HTC Desire 828 Dual SIM detailed review
I must admit there was a time I would look forward to the phones that HTC would launch. I am talking about the era when the first HTC Desire was launched back in 2010. The HTC Desire was my first Android phone and I was in love with it. The Desire was actually the Nexus smartphone that HTC made for Google but with HTC’s Sense UI overlaying it and with an improved track pad (yes, smartphones once upon a time had track pads). Personally, after that smartphone I moved on to a Nexus. I still reviewed HTC’s smartphones at the time and for the era, they were “quietly brilliant”. After the launch of the Samsung Galaxy S2 HTC went on to becoming quietly ignored. But the smartphone maker persisted and launched phone after phone and despite doing some things brilliantly (boom sound), the smartphones never really excited many.
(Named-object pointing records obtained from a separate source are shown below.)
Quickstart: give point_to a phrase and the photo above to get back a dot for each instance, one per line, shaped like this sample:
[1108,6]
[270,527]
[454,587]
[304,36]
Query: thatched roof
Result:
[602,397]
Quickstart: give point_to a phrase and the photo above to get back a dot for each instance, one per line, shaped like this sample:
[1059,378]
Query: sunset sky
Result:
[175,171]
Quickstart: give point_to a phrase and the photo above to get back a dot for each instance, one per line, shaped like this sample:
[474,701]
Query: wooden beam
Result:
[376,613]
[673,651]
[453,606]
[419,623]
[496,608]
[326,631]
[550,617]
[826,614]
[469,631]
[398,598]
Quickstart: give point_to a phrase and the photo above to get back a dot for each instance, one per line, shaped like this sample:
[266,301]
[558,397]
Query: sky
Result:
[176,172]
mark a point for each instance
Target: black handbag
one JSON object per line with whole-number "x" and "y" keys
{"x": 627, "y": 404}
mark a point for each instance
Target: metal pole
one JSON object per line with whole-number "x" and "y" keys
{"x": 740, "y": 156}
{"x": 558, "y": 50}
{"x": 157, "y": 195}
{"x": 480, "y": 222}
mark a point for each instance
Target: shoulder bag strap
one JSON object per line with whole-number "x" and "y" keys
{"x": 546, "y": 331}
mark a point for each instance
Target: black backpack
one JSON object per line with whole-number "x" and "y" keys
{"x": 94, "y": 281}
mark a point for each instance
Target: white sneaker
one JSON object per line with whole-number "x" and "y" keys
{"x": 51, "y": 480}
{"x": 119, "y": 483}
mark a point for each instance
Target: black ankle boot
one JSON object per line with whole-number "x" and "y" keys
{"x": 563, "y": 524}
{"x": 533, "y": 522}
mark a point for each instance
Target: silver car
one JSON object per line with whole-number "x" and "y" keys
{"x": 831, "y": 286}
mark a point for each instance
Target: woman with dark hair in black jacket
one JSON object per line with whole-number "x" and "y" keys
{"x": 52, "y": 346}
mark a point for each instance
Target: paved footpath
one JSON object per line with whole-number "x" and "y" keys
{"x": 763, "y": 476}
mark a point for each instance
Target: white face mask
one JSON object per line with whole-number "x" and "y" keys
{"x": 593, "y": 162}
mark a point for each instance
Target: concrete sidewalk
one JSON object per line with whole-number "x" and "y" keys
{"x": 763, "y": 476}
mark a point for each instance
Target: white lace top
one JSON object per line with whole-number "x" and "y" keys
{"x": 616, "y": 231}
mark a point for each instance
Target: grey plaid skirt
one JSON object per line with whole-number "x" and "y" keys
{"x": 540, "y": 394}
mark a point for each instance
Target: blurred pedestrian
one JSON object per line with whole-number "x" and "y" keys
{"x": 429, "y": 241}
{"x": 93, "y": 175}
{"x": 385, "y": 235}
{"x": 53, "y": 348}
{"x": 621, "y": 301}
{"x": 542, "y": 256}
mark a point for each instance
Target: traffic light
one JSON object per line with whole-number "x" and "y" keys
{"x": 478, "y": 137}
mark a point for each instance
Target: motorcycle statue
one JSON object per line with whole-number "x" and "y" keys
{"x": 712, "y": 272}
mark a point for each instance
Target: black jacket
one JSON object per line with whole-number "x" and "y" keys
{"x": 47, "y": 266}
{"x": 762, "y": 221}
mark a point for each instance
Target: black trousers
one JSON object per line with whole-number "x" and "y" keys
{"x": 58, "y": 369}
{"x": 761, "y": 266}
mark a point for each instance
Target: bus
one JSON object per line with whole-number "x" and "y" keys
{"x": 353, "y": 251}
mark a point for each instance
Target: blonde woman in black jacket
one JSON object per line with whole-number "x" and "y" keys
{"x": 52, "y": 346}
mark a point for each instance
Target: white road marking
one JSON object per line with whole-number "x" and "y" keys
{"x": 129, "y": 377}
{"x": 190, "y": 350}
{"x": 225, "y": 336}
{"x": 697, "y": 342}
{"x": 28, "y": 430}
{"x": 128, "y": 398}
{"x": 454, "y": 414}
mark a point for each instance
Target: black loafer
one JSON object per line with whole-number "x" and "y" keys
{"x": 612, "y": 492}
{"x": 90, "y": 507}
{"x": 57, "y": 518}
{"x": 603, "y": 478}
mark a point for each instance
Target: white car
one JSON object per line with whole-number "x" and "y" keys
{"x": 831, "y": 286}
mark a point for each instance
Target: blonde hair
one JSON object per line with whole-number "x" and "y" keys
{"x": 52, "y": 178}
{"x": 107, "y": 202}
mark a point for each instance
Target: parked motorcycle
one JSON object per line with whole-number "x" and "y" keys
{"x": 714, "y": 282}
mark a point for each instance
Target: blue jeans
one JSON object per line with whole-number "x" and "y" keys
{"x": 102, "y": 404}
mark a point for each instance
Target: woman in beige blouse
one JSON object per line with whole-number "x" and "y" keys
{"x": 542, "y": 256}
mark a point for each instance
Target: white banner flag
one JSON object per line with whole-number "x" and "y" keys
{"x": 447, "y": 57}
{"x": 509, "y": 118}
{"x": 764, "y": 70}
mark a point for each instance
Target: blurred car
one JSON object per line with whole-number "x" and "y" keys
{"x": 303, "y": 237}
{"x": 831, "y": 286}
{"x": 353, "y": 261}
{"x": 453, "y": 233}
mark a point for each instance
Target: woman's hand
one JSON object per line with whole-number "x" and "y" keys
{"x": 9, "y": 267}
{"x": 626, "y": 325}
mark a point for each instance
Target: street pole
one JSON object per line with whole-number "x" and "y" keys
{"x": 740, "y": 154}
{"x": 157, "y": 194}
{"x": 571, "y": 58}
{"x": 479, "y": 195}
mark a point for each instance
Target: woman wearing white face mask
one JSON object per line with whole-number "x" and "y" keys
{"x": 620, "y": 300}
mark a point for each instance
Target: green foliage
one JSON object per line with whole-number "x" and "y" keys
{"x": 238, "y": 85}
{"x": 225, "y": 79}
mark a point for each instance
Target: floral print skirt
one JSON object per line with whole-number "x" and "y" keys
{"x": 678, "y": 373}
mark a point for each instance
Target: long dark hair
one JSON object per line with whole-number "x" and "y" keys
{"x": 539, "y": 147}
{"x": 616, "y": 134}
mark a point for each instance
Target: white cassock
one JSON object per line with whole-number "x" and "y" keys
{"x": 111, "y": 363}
I failed to understand why as there are a few gems hidden beneath all the marketing hype (UltraPixel jargon), something only an HTC fanboy would understand (if any of those are still out there).
Today we review the HTC Desire 828. The smartphone is simple, elegant and competing in a price point dominated by the Chinese invasion. Does it have what it takes to stand out?
Build and design
The build of the HTC Desire 828 is similar to its predecessors. The review unit we received has a black matte finished back and a golden brown border that surrounds the phone. The rear back panel is non removable but if you try really hard, you can get it off. The phone is really slim at 7.9mm and is very comfortable to hold. The matte rubberised back of the smartphone gives it a really good grip, better than some phones with a metal body. Considering the design on offer with the HTC Desire 828 it was extremely comfortable to hold especially when using the keyboard to type.
Coming back to the design, you have the standard port placement – MicroUSB port at the bottom, headphones jack on the top, SIM card slots on the left and the power button and volume rocker on the right. Moving to the power button and the volume rocker, they aren’t textured or protruding. From a design standpoint this is very good. From a functional standpoint, it isn’t easy to locate. It takes some getting used to and there is a leaning curve to remembering its position. Maybe I’m getting old but I prefer the textured power button. Its easier to identify without looking.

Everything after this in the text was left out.